Genetic Correlation: LDSC can be also used to estimate the genome-wide genetic correlation between two traits using GWAS summary statistics (B. Bulik-Sullivan et al., 2015), and is also implemented in R package GenomicSEM. Local genetic correlations (e.g. within LD blocks) can also be estimated (Darlay et al., 2025; Zhang, Zhang, Zhang, & Zhao, 2023).
Partitioned heritability: Heritability partitioned by functional annotation (which may be cell-type or state-specific), which can be estimated using S-LDSC (Finucane et al., 2015), SumHer (Speed & Balding, 2019) and SBayesRC (Zheng et al., 2024).
Gene-based tests: These determine the genes associated with a trait from a GWAS by using proximity, such as mBAT-combo as an R package or a command-line software (Li et al., 2023).

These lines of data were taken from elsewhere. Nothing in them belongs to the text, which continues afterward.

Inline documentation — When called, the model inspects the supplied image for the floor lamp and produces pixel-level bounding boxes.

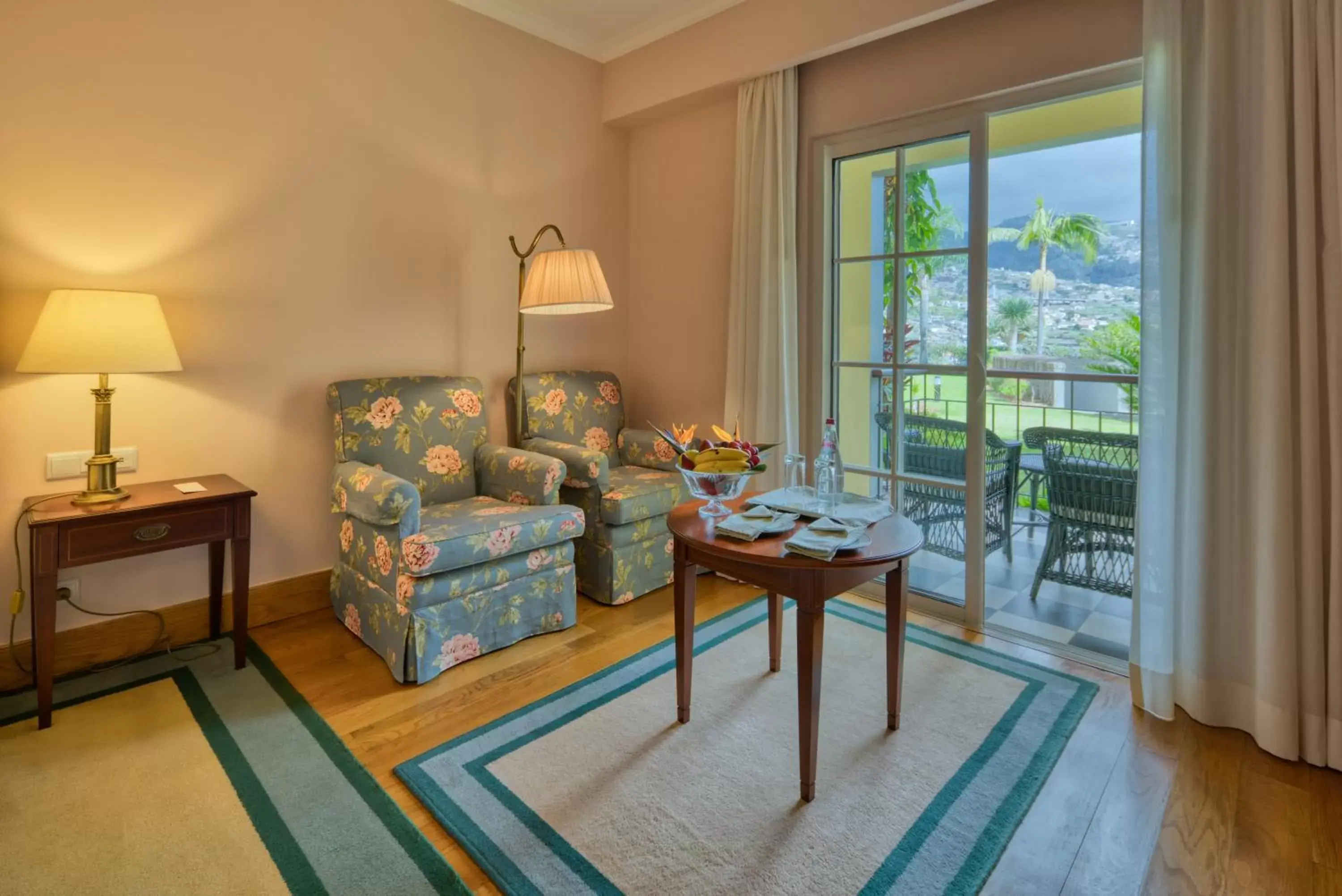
[507,224,615,447]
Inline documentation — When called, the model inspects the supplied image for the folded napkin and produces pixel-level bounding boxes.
[746,488,895,526]
[782,516,867,563]
[715,507,797,542]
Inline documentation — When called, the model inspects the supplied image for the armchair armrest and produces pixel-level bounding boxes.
[475,444,565,504]
[615,429,676,469]
[522,439,611,495]
[331,460,420,538]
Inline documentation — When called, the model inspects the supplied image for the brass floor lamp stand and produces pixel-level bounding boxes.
[505,224,568,448]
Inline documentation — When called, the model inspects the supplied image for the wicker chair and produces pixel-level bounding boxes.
[1023,427,1137,598]
[876,412,1020,561]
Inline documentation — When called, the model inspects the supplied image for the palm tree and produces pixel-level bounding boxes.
[997,295,1033,354]
[988,196,1107,354]
[884,169,965,363]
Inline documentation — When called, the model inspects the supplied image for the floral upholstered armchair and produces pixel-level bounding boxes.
[509,370,690,604]
[327,377,584,681]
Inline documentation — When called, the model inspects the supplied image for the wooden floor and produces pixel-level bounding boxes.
[254,577,1342,895]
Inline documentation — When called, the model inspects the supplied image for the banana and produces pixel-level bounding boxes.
[694,448,750,467]
[694,460,750,473]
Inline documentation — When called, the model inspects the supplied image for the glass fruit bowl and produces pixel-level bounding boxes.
[678,467,762,519]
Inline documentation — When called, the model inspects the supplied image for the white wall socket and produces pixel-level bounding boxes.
[47,447,140,479]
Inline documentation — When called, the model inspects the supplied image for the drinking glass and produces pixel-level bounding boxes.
[782,455,807,495]
[815,457,835,515]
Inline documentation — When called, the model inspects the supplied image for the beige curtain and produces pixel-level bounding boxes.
[1133,0,1342,769]
[725,68,798,472]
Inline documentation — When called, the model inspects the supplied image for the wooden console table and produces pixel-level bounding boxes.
[23,475,256,728]
[667,495,923,802]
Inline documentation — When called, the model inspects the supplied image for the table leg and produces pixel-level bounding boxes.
[28,527,56,728]
[769,592,782,672]
[209,542,224,640]
[234,538,251,669]
[675,539,695,723]
[886,559,909,731]
[797,601,825,802]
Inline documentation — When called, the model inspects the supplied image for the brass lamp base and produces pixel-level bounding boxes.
[70,389,130,504]
[70,488,130,504]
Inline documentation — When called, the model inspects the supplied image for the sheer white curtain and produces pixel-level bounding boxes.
[1133,0,1342,767]
[725,68,798,480]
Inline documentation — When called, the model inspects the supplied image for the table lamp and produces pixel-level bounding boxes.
[507,224,615,447]
[16,290,181,504]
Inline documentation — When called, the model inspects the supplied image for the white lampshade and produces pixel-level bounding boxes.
[518,248,615,314]
[16,290,181,373]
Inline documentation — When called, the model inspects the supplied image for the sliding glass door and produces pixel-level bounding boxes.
[820,67,1141,663]
[829,117,986,621]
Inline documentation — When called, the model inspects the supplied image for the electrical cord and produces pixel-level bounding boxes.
[9,491,219,675]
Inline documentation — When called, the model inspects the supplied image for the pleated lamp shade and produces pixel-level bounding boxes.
[518,248,615,314]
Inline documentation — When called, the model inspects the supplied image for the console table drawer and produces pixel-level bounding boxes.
[60,503,232,566]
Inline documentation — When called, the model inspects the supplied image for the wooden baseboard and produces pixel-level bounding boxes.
[0,570,330,691]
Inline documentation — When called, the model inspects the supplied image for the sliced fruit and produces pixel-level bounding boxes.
[694,448,750,465]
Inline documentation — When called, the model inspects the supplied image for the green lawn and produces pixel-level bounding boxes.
[886,376,1137,441]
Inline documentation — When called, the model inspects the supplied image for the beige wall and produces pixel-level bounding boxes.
[603,0,992,123]
[623,0,1142,461]
[625,97,737,433]
[0,0,628,641]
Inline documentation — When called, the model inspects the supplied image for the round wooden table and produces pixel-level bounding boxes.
[667,495,923,802]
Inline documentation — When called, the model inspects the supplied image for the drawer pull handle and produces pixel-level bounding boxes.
[136,523,170,542]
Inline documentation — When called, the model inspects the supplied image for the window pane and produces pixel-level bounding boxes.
[836,262,896,363]
[843,472,890,500]
[988,86,1142,373]
[836,254,969,366]
[900,255,969,366]
[835,149,899,258]
[902,137,969,252]
[835,368,891,469]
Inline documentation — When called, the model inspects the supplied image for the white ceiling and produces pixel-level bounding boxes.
[452,0,743,62]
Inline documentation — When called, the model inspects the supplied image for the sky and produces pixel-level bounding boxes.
[935,134,1142,225]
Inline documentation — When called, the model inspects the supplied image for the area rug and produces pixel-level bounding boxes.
[396,598,1098,895]
[0,638,470,893]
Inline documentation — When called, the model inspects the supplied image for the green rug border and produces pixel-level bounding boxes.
[0,636,471,896]
[395,594,1099,893]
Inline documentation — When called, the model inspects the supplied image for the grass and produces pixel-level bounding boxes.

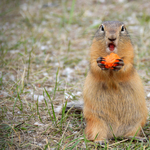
[0,0,150,150]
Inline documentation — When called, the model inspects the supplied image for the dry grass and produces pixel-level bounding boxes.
[0,0,150,150]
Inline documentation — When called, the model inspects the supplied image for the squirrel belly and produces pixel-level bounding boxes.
[83,71,147,141]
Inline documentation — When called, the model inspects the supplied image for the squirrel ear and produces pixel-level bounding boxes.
[99,24,104,32]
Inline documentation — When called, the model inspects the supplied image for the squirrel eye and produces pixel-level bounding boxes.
[100,25,104,31]
[121,25,125,32]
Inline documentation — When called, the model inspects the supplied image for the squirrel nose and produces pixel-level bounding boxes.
[108,38,116,42]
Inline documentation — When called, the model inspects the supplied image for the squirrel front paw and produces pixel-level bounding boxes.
[97,57,108,70]
[113,59,124,71]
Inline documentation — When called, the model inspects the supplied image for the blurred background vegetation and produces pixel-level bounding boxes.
[0,0,150,150]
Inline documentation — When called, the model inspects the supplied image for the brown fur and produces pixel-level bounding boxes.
[83,21,148,141]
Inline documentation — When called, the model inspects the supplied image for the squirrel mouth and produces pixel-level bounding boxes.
[108,43,116,51]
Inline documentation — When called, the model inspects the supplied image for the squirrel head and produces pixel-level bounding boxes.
[94,21,132,54]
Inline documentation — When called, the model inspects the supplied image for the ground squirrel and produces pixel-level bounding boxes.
[57,21,148,142]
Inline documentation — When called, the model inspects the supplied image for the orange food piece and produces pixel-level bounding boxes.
[101,53,121,69]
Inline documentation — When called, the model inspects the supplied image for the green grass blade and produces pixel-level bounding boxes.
[44,88,57,125]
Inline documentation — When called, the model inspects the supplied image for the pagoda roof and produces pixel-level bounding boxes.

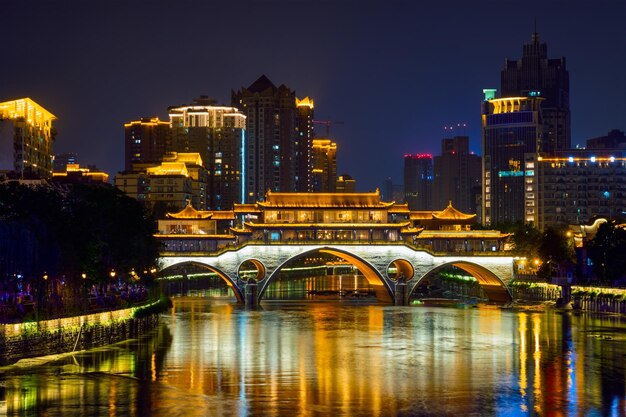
[153,233,235,240]
[389,202,411,214]
[257,190,395,209]
[166,201,213,220]
[433,201,476,220]
[207,210,235,220]
[417,230,511,239]
[409,211,433,220]
[239,221,411,230]
[233,203,261,213]
[409,202,476,221]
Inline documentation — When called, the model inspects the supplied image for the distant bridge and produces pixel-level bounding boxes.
[159,242,513,306]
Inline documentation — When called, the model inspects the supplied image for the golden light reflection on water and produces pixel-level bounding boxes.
[0,298,626,417]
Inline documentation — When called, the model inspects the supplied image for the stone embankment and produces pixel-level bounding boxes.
[511,282,626,314]
[0,308,158,365]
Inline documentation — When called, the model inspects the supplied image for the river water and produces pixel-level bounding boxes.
[0,297,626,417]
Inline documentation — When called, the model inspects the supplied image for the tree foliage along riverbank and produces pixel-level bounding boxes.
[496,221,626,286]
[0,182,158,318]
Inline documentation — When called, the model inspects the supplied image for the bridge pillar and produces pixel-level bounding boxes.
[244,278,258,308]
[393,278,409,306]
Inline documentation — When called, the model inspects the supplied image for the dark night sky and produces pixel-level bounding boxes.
[0,0,626,191]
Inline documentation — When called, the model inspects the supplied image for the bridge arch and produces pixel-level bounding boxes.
[158,261,244,304]
[386,259,415,281]
[258,247,393,301]
[408,261,513,302]
[237,258,267,281]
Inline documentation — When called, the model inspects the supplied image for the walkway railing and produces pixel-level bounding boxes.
[160,240,512,257]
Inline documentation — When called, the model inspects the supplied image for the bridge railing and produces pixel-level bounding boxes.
[160,240,512,257]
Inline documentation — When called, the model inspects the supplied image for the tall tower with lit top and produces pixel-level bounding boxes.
[231,75,296,203]
[294,97,315,192]
[500,31,571,152]
[0,98,56,179]
[404,153,433,210]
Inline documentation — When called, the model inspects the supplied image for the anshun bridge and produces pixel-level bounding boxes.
[157,191,514,306]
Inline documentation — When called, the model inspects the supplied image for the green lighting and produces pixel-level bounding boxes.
[483,88,498,101]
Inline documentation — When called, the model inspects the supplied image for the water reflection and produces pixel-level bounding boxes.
[0,298,626,417]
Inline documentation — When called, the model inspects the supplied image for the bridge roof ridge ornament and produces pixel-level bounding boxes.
[433,201,476,220]
[256,190,395,209]
[167,199,213,219]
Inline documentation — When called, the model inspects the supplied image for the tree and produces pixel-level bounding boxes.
[587,223,626,284]
[537,227,576,279]
[511,223,542,259]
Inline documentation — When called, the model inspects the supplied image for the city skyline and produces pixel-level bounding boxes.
[0,1,626,191]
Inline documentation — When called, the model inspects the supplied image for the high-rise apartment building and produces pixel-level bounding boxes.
[294,97,315,192]
[404,153,433,210]
[0,98,56,179]
[115,152,209,210]
[232,75,297,203]
[335,174,356,193]
[535,130,626,229]
[433,136,482,213]
[52,152,78,172]
[312,138,337,193]
[481,94,543,224]
[124,117,172,171]
[500,32,571,152]
[169,96,246,210]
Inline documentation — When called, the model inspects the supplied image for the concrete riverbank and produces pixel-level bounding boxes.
[0,302,158,365]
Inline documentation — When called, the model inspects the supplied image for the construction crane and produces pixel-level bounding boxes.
[313,120,343,138]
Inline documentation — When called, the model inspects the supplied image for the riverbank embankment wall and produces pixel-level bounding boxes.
[0,308,158,364]
[511,282,626,314]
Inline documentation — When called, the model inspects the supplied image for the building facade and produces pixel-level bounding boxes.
[124,117,172,171]
[335,174,356,193]
[536,148,626,229]
[52,164,109,184]
[312,138,337,193]
[232,75,297,202]
[433,136,482,213]
[481,97,543,224]
[500,32,571,152]
[169,97,246,210]
[0,98,56,179]
[294,97,315,192]
[115,152,209,210]
[404,153,433,210]
[52,152,78,172]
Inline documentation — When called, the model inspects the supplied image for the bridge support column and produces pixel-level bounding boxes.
[393,278,409,306]
[244,278,258,308]
[557,285,572,309]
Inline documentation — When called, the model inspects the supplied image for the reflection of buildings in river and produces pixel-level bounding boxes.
[518,313,626,415]
[0,326,171,416]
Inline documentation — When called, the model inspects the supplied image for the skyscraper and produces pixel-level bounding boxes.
[404,153,433,210]
[52,152,78,172]
[232,75,297,203]
[500,32,571,152]
[433,136,482,213]
[482,95,543,224]
[124,117,171,171]
[169,96,246,210]
[0,98,56,179]
[312,138,337,193]
[294,97,315,192]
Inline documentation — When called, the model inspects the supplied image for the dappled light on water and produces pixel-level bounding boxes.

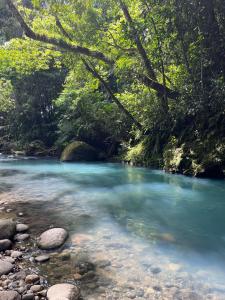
[0,160,225,299]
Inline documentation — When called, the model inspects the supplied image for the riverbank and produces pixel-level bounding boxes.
[0,207,80,300]
[0,160,225,300]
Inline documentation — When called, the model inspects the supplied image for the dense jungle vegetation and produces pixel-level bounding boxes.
[0,0,225,177]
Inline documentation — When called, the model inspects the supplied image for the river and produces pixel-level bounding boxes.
[0,156,225,300]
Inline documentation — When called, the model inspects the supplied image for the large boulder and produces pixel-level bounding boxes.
[0,259,13,276]
[61,141,98,162]
[47,283,80,300]
[0,219,16,240]
[38,228,68,250]
[0,291,21,300]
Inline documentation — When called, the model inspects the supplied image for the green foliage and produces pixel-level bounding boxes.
[0,78,15,113]
[0,0,225,176]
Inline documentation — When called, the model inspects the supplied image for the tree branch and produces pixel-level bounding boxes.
[6,0,113,64]
[82,58,143,131]
[119,0,157,81]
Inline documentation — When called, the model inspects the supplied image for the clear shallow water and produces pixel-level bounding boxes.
[0,159,225,299]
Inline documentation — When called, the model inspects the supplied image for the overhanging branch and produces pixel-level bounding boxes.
[6,0,113,64]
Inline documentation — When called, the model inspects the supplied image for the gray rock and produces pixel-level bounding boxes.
[11,251,23,258]
[0,259,13,276]
[22,294,34,300]
[0,291,21,300]
[0,239,12,251]
[47,283,80,300]
[35,255,50,263]
[3,256,15,264]
[14,233,30,242]
[25,274,40,284]
[30,284,43,293]
[16,224,29,232]
[0,219,16,240]
[38,228,68,250]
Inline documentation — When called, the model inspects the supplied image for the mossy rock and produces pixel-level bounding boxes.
[61,141,98,162]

Summary statistic imputation: imputation of GWAS summary statistics help increase the SNP overlap between GWAS summary statistics and LD reference panels.
Meta-analysis of GWAS:
- same trait, different cohorts: METAL (Willer, Li, & Abecasis, 2010)
- multiple traits: MTAG (Turley et al., 2018)
- multiple ancestries: MR-MEGA (Mägi et al., 2017)
Colocalisation: The same variant may be significant for two traits, but not necessarily be causal for both. Tools like COLOC + SuSiE directly assess this, yielding probabilities the signal is driven by the same variant, or two different variants (Wallace, 2021). SMR is a complementary approach designed for testing if a molQTL is also a causal variant for a trait, yielding an association statistic (Zhu et al., 2016).
Gene expression signature of a trait: Use GWAS summary stats with eQTL/gene expression data. Early tools include FUSION (Gusev et al., 2016) and PrediXcan (Gamazon et al., 2015), although many more have been developed since.
Structural Equation Modelling: GenomicSEM is a tool for structural equation modelling of GWAS summary statistics, allowing you to model the relationships between traits using their genetic architecture (Grotzinger et al., 2019).